Recombinant proteins.
cDNAs specifying ORFs of the As strain of CMV (CMV-As) [Park et al., 1990; GenBank accession nos AF033667 (RNA 2) and AF013291 (RNA 3)] were inserted into pGEX-KG and transformed into the Escherichia coli strain BL21. Glutathione S-transferase (GST) fusion proteins were purified as described previously (Kim et al., 2002).

Far-Western blotting.
Labelling of GST-fused 2a polymerase protein purified from E. coli was done according to Kim et al. (2002). GST fusion protein (100 ng) was incubated in kinase buffer (20 mM Tris/HCl, pH 7·5, 100 mM NaCl, 1 mM dithiothreitol, 12·5 mM MgCl2) including 1 µCi [{gamma}-32P]ATP µl–1 for 30 min. Unincorporated, free [{gamma}-32P]ATP was removed by chromatography through a Sephadex G-25 spin column equilibrated in 20 mM Tris/HCl pH 8·0, 1 mM EDTA, 100 mM NaCl, 0·1 % NP-40 and 1 mM PMSF. SDS-PAGE was performed as described by Schagger & Jagow (1987). Proteins in the SDS-polyacrylamide gel were transferred to nitrocellulose membrane in buffer containing 25 mM Tris/195 mM glycine at 250 mA for 1·5 h at 4 °C and the following steps were performed at this temperature. The membrane was rinsed in 100 ml binding buffer (20 mM HEPES/KOH, pH 7·7, 75 mM KCl, 0·1 mM EDTA, 2·5 mM MgCl2, 1 mM DTT, 0·05 % NP-40) for 30 min, soaked in blocking buffer (5 % BSA in binding buffer) for 4 h and hybridized with 32P-labelled (105 c.p.m. ml–1) GST–2a fusion protein in interaction buffer (1 % BSA in binding buffer) overnight. The membrane was rinsed in interaction buffer for 3 h with three changes of buffer and exposed to X-ray film for 4–12 h.

Yeast plasmids.
The CMV 2a polymerase ORF was amplified by PCR using previously described primers (Kim et al., 2002), digested with SmaI and PstI and ligated to SmaI/PstI-digested pAS2-1, which harbours the GAL4 binding domain (BD) (Clontech). The ORFs for CMV 1a protein (Kim et al., 2002), 2b protein, MP and CP were also amplified using specific primers as follows. For the 2b ORF: nt 2414–2421, 5'-GAGACCCGGGGCATATGGAATTGAACGAAGGC-3', and nt 2723–2746, 5'-GAGAGAGCTCTCAGAAAGCACCTTCCGCCCATTC. For the MP ORF: nt 123–140, 5'-GAGACCCGGGGCATATGGCTTTCCAAGGTAC-3', and nt 946–963, 5'-GAGAGAGCTCCTAAAGACCGTTGACCAC-3'. For the CP ORF: nt 1261–1277, 5'-GAGACCCGGGGCATATGGACAAATCTGAATC-3', and nt 1897–1917, 5'-GAGAGAGCTCTCAAACTGGGAGCACCCCAGA-3'. Restriction sites are underlined and the nucleotide positions of the ORFs after the restriction sites are indicated. The ORF for the Fny strain of CMV (CMV-Fny) MP (GenBank accession no. D10538) was amplified using specific primers (nt 120–138, 5'-GAGACCCGGGGATGGCTTTCCAAGGTACCA-3'; nt 941–959, 5'-GAGAGAGCTCCTAAAGACCGTTAACCACC-3'). Amplified products were cloned into SmaI/SacI-digested pACT2, which harbours the GAL4 activation domain (AD) (Clontech).

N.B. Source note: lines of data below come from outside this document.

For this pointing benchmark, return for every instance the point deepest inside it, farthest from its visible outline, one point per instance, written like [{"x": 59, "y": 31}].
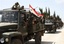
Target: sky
[{"x": 54, "y": 5}]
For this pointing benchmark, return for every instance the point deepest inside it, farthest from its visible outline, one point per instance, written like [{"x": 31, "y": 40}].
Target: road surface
[{"x": 52, "y": 38}]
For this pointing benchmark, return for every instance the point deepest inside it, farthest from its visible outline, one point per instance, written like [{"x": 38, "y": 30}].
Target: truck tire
[
  {"x": 38, "y": 38},
  {"x": 16, "y": 41}
]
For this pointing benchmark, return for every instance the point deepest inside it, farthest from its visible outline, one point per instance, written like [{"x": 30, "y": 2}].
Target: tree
[{"x": 41, "y": 10}]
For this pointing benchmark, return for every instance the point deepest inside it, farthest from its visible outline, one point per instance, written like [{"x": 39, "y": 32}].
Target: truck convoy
[{"x": 17, "y": 26}]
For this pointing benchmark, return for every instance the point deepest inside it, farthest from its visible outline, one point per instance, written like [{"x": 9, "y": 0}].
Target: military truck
[
  {"x": 18, "y": 27},
  {"x": 50, "y": 25}
]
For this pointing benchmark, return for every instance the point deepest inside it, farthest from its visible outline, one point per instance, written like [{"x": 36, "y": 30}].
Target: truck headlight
[{"x": 6, "y": 39}]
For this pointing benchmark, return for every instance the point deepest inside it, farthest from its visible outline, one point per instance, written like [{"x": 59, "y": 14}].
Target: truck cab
[{"x": 18, "y": 26}]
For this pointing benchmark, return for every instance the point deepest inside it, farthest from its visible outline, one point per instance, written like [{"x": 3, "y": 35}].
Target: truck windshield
[{"x": 8, "y": 16}]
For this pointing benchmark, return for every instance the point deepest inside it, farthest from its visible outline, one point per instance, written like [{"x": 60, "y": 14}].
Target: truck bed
[{"x": 5, "y": 25}]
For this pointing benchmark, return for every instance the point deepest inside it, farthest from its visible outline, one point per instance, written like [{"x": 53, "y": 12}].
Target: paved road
[{"x": 52, "y": 38}]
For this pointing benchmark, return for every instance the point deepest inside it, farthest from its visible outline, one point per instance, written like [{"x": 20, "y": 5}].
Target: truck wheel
[
  {"x": 38, "y": 38},
  {"x": 16, "y": 41}
]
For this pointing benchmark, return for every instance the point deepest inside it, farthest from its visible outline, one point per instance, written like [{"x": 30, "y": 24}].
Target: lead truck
[{"x": 19, "y": 26}]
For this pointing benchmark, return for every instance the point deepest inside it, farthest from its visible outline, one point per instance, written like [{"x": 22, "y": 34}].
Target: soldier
[{"x": 16, "y": 6}]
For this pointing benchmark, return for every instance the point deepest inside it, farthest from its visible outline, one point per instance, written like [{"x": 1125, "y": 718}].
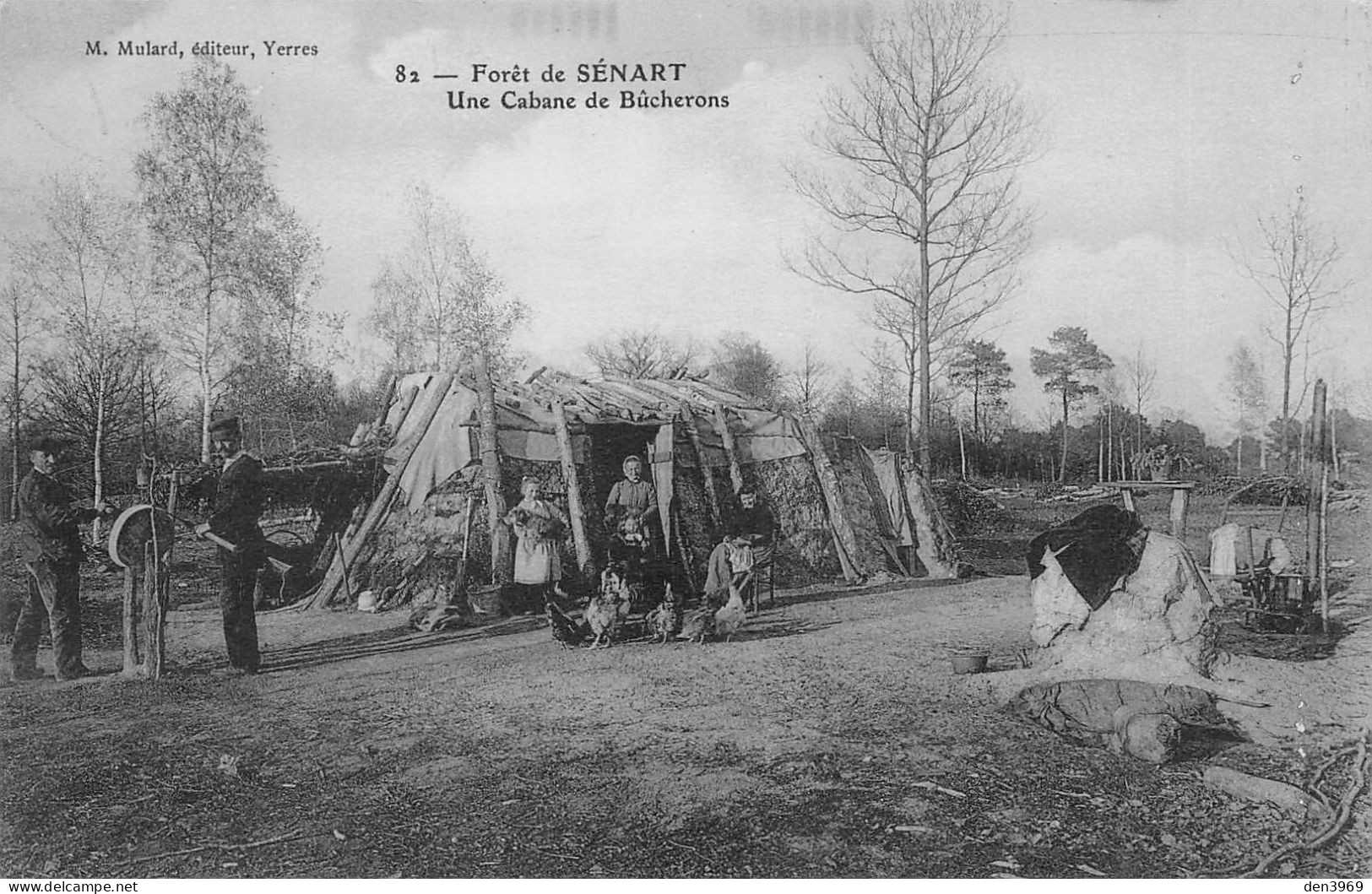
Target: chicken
[
  {"x": 566, "y": 631},
  {"x": 665, "y": 619},
  {"x": 608, "y": 608},
  {"x": 730, "y": 619},
  {"x": 697, "y": 624}
]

For the yeast three-hybrid assay, the ORFs encoding the 1a protein, 2a polymerase protein and MP were amplified using specific primers sets as described above and cloned into SmaI/PstI-digested pBridge (Clontech). Alternative primer sets were used for ligation to NotI/BglII-digested pAS2-1, which encodes the GAL4 BD as follows. For 1a: nt 95–112, 5'-GAGAGCGGCCGCATGGCGACGTCCTCGTTC-3', and nt 3060–3076, 5'-GAGAAGATCTCTAAGCACGAGCAATAC-3'. For 2a: nt 79–96, 5'-GAGAGCGGCCGCATGGCTTTCCCCGCCCCC-3', and nt 2638–2655, 5'-GAGAAGATCTTCAGACTCGGGTAACTCC-3'. For MP: nt 124–141, 5'-GAGAGCGGCCGCATGGCTTTCCAAGGTACC-3', and nt 946–963, 5'-GAGAAGATCTCTAAAGACCGTTGACCAC-3'). For prey constructs, PCR products obtained with the above primer sets were digested with SmaI and SacI and cloned into pACT2.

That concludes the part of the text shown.